Cloroquina e hidroxicloroquina foram descritas como sendo eficazes nos doentes chineses com SARS-CoV-2, apresentando a hidroxicloroquina uma maior atividade sustentada num perfil dose-dependente mais seguro.
Um pequeno estudo francês rapidamente veio confirmar a eficácia da hidroxicloroquina nos doentes com COVID-19 ao demonstrar uma redução significativa da carga viral, e um efeito sinérgico pela adição de azitromicina.12
A combinação oral de lopinavir/ritonavir também demonstrou ter atividade in vitro contra coronavírus recentes. A fase ideal para a sua administração parece ser durante o pico inicial de replicação viral (primeiros 7 a 10 dias), pois a sua administração tardia revelou não ter qualquer tipo de efeito nos resultados finais.12 Outros antivirais como o remdesivir mostraram resultados ainda mais promissores.

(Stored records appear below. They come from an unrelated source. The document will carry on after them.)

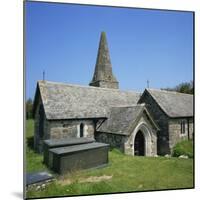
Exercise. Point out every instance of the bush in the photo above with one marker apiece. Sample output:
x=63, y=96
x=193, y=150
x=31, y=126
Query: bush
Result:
x=183, y=148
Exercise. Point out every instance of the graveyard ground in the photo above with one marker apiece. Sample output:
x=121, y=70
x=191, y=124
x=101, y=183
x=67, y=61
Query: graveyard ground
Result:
x=123, y=174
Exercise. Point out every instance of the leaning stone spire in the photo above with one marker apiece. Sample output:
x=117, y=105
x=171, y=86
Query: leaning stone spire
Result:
x=103, y=76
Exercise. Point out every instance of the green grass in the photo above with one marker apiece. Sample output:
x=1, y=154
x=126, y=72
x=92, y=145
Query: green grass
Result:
x=128, y=174
x=184, y=148
x=33, y=160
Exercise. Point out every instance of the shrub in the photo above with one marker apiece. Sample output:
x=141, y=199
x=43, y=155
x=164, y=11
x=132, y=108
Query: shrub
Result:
x=183, y=148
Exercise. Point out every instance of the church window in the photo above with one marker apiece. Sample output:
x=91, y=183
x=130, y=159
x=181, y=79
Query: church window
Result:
x=41, y=121
x=81, y=130
x=182, y=126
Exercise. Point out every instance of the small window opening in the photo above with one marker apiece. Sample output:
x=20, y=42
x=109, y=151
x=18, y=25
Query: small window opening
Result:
x=81, y=129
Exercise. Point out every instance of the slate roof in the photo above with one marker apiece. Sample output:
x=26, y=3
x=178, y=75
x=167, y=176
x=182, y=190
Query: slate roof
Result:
x=174, y=104
x=120, y=119
x=65, y=101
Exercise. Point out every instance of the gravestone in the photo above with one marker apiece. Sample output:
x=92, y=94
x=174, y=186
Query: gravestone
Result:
x=55, y=143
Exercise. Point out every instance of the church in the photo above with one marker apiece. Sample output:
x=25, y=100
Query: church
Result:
x=142, y=124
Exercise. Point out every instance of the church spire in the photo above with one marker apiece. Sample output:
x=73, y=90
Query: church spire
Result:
x=103, y=76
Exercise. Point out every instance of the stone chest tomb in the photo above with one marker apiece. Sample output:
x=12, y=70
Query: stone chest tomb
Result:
x=81, y=156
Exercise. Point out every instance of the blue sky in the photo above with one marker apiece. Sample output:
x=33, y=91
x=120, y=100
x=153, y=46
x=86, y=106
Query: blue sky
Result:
x=63, y=39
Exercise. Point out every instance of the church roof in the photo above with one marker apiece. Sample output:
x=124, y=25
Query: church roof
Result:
x=174, y=104
x=121, y=120
x=65, y=101
x=103, y=69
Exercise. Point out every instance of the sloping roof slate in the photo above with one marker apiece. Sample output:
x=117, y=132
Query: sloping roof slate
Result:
x=65, y=101
x=174, y=104
x=120, y=119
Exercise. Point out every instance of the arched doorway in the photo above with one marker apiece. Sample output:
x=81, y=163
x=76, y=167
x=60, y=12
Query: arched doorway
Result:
x=139, y=144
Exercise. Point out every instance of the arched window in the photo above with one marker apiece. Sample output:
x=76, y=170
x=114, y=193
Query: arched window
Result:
x=81, y=130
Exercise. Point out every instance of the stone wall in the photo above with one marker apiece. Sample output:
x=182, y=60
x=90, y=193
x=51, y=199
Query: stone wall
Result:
x=70, y=128
x=175, y=134
x=150, y=137
x=161, y=119
x=114, y=140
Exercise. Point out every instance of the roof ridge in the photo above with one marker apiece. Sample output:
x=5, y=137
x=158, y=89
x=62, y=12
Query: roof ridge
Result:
x=86, y=86
x=129, y=106
x=167, y=91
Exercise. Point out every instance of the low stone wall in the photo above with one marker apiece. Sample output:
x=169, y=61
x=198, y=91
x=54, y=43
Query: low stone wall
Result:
x=175, y=134
x=70, y=129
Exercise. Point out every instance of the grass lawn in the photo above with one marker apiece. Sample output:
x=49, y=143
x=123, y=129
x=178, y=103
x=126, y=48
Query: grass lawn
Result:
x=123, y=174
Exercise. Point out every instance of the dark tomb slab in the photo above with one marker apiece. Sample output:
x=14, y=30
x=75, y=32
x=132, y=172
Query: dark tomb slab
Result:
x=84, y=156
x=55, y=143
x=38, y=177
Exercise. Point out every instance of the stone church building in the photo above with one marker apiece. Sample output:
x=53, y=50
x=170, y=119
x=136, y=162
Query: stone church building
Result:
x=145, y=124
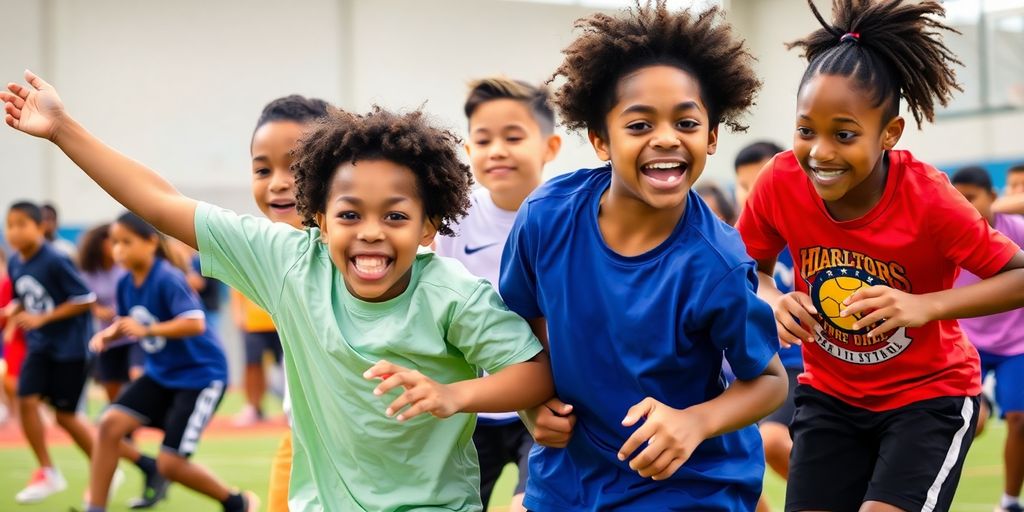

Este caso sublinha a importância de séries de casos e ensaios clínicos para melhor compreensão da infeção do SARS-CoV-2 em doentes oncológicos.
Conclusão
Apesar da informação existente ser limitada e sugerir uma maior agressividade da infeção pelo COVID-19 em doentes com patologias médicas subjacentes como o estado de cancro ativo, o risco global pode ser influenciado pelo tipo de cancro, controlo da doença, tratamento subjacente, o tempo desde o último tratamento, idade do doente e comorbilidades. As decisões terapêuticas em doentes oncológicos podem ser desafiadoras e o nosso relato de caso sublinha como o internamento numa UCI deve ser feita caso a caso.